Field Description Flow in Chains

When agents are chained, field_descriptions from upstream agents automatically flow to downstream agents. This enables self-documenting chains:

# Agent A defines output descriptions
agent_a = SubAgent.new(
  prompt: "Double {{n}}",
  signature: "(n :int) -> {result :int}",
  field_descriptions: %{result: "The doubled value"}
)

# Agent B receives those descriptions as input context
agent_b = SubAgent.new(
  prompt: "Add 10 to result",
  signature: "(result :int) -> {final :int}",
  field_descriptions: %{final: "The final computed value"}
)

# When chained, agent_b's LLM sees "The doubled value" description for data/result
step_a = SubAgent.run!(agent_a, llm: llm, context: %{n: 5})
step_b = SubAgent.then!(step_a, agent_b, llm: llm)

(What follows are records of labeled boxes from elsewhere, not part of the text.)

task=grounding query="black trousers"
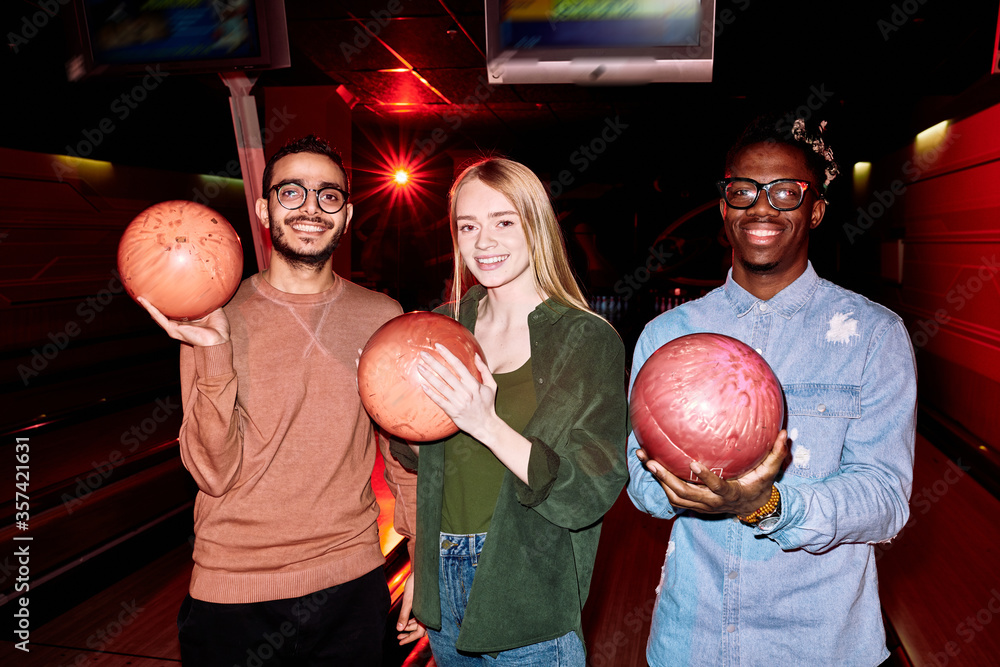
[177,568,389,667]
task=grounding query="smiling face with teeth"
[257,152,354,270]
[719,143,826,299]
[455,179,536,294]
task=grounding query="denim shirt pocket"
[782,383,861,479]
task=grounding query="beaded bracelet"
[736,485,781,526]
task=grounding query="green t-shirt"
[441,358,538,535]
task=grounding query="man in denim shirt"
[628,119,916,667]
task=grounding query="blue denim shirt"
[628,264,916,667]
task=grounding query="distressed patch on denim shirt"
[826,313,860,343]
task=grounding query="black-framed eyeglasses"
[268,183,348,213]
[715,178,812,211]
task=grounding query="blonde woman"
[396,158,628,667]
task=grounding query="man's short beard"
[271,210,344,271]
[740,257,778,275]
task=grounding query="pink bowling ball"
[629,333,785,482]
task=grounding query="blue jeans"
[427,533,585,667]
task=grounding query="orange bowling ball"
[118,201,243,321]
[358,311,486,442]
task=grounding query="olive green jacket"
[393,286,628,653]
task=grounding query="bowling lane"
[583,436,1000,667]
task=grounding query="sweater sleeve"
[376,429,417,563]
[179,341,243,497]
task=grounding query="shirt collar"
[723,262,819,320]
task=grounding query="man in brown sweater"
[140,136,423,667]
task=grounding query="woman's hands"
[417,343,502,445]
[417,343,531,484]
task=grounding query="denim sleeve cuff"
[761,483,803,550]
[194,341,234,378]
[514,437,559,507]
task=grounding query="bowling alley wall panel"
[855,105,1000,461]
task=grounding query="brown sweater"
[180,274,416,603]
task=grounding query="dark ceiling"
[0,0,998,193]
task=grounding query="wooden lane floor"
[0,437,1000,667]
[0,544,191,667]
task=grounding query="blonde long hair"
[448,157,593,318]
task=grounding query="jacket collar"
[458,285,570,329]
[723,262,819,320]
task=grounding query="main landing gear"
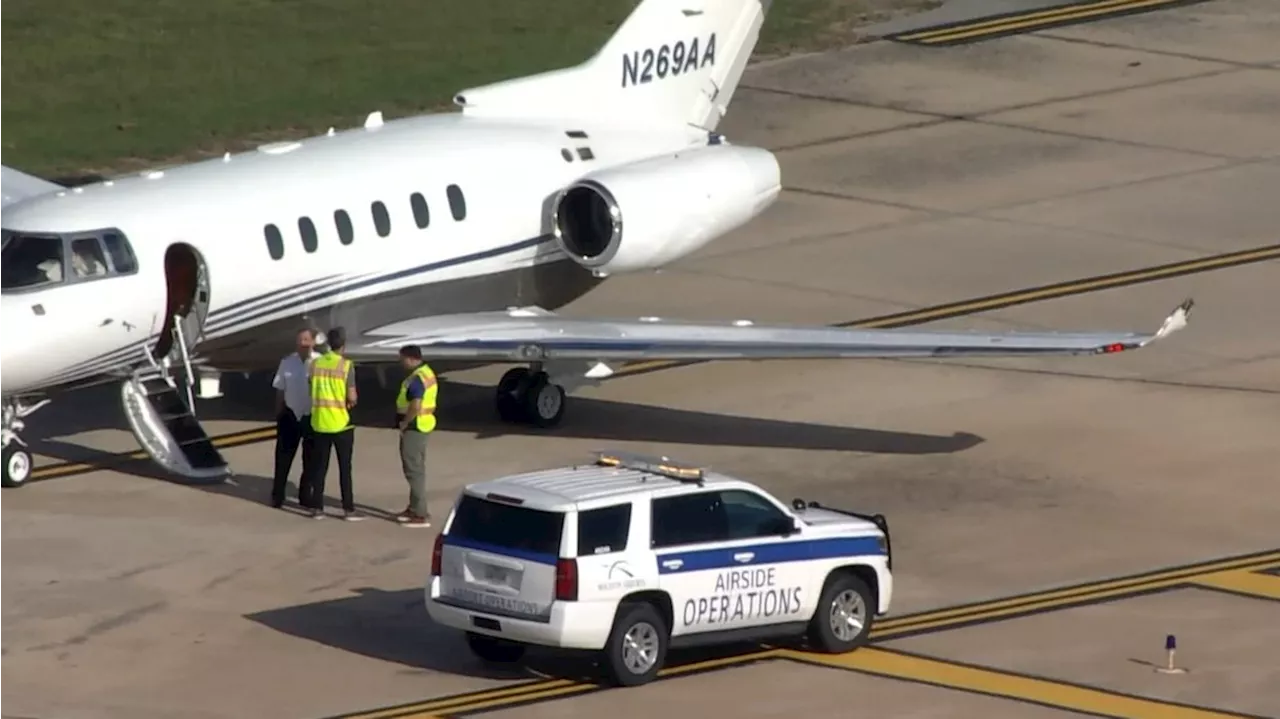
[495,366,564,427]
[0,398,50,489]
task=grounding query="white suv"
[425,452,893,686]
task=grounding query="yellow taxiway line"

# Each step carries its own field_descriptions for downstream use
step_a.field_descriptions  #=> %{result: "The doubled value"}
step_b.field_descriptions  #=> %{final: "The final computed value"}

This is useful when building multi-agent pipelines where each agent benefits from understanding what the previous agent produced.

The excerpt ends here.